I’ve just returned from spending two weeks at Maranatha Bible and Missionary Conference which sits on the shores of Lake Michigan. I was privileged to take long walks on the beach pictured above without encountering another soul. The whole vacation, which is intentionally free of TV and video games and endless outings, is akin to stepping out of this world for a bit. Each year while I am there I am wholly uninformed about what is going on in the world, and there’s something really healthy about that. It is easier to commune with God when we take a break from the informational bombardment that so characterizes life in the 21st century. Most of what flows into our brains in day-to-day life is less than helpful. In fact, much of it only serves to distract us from what is truly important. On vacation, it was refreshing for me to have time to think, to walk without my iPod, enjoy God’s creation, pray and contemplate His plans for me.

One topic that I thought about a lot at Maranatha was purposeful prayer, and it occurred to me that Spur best be moving on to another topic. After all, many volumes have been written by great and inspired saints; I could hardly touch all that’s been said if I only blogged about prayer. So instead I’d like to close out this glance at how we communicate with God — how we go about communing with Him and making His will ours — with a few thoughts and a few book recommendations. And I’d love to know your favorite books on prayer as well.
I don’t believe purposeful prayer is formulaic, but I think we should regularly include certain elements in our prayers. A helpful little acronym is ACTS. A for adoration, which is really the kind of worshipful prayer I described in my last post. Many of the psalms are prayers of adoration, and we can easily adopt these prayers as our own. C is for confession. Obviously we need to confess our sins before a holy God and we should aim to be specific. The higher call is really for repentance, not confession. And since repentance requires turning away from our sin, not just laying it out there, we must know what we are turning away from. T is for thanksgiving. If you’ve ever tried to innumerate the blessings in your life, I’m sure you’ve quickly realized that it is an impossible task. But a heart of gratitude is a heart that God speaks to so spending some time recognizing how God has been faithful to us personally is essential. Finally, the S is for supplication. This is our list of action items, where we want God to intervene, to change our circumstances or the circumstances of others (click here to listen to a great sermon about how and when God intervenes in our lives which was recorded on 8/16/09). Many times our tendency is to skip right to supplication, telling God what we want and need, but if we let requests dominate we will miss the ultimate purpose of prayer, communing with God and making His will ours. Psalm 19 comes to mind, which reminds us that the goal is to have the words of our mouths, and the meditations of our hearts be pleasing to God.
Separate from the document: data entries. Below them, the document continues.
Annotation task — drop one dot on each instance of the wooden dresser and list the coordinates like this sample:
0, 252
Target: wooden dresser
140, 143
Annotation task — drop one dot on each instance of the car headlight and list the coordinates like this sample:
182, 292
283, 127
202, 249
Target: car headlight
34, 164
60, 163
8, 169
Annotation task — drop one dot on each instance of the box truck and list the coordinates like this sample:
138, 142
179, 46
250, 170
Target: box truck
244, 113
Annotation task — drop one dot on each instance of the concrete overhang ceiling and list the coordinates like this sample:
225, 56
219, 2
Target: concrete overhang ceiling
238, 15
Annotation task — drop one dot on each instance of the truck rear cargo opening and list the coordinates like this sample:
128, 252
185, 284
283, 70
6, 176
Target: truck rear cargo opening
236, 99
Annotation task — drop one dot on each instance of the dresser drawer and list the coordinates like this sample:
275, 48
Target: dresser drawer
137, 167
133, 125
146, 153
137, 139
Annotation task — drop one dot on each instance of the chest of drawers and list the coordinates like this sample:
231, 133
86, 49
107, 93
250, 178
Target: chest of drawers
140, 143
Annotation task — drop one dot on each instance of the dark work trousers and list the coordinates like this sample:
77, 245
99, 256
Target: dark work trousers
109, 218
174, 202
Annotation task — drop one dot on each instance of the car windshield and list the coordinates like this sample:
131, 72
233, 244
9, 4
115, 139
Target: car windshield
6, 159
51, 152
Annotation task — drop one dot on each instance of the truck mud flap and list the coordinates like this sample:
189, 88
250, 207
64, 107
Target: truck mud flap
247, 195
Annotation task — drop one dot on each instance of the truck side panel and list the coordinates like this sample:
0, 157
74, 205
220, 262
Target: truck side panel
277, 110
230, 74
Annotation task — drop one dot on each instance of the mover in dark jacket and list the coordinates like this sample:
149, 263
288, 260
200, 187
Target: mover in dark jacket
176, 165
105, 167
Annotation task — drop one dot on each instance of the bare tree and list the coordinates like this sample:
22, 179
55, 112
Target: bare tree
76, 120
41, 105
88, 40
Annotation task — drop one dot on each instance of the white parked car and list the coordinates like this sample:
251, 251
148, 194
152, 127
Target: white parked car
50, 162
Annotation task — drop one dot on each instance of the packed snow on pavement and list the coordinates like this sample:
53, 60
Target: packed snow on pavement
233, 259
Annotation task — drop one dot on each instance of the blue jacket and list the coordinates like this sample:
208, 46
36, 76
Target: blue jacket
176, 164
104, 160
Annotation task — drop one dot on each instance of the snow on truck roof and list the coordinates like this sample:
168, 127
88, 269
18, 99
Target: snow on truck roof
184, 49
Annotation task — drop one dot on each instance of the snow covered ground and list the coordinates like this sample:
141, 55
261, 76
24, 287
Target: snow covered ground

As for books, one entitled Prayer Power Unlimited by J. Oswald Sanders is a good overview of prayer and is written in a very accessible style. Ken Boa’s Handbook to Renewal is a useful aid when you find it difficult to pray. And although it might seem rather surprising I have found inspiration in two very different autobiographies. George Muller’s is an amazing testimony of dependent prayer, and Chuck Colson’s, Born Again, beautifully recounts the life-changing power of corporate prayer. I highly recommend both of these transformative books.
May we spur one another on to love, good deeds and purposeful prayer.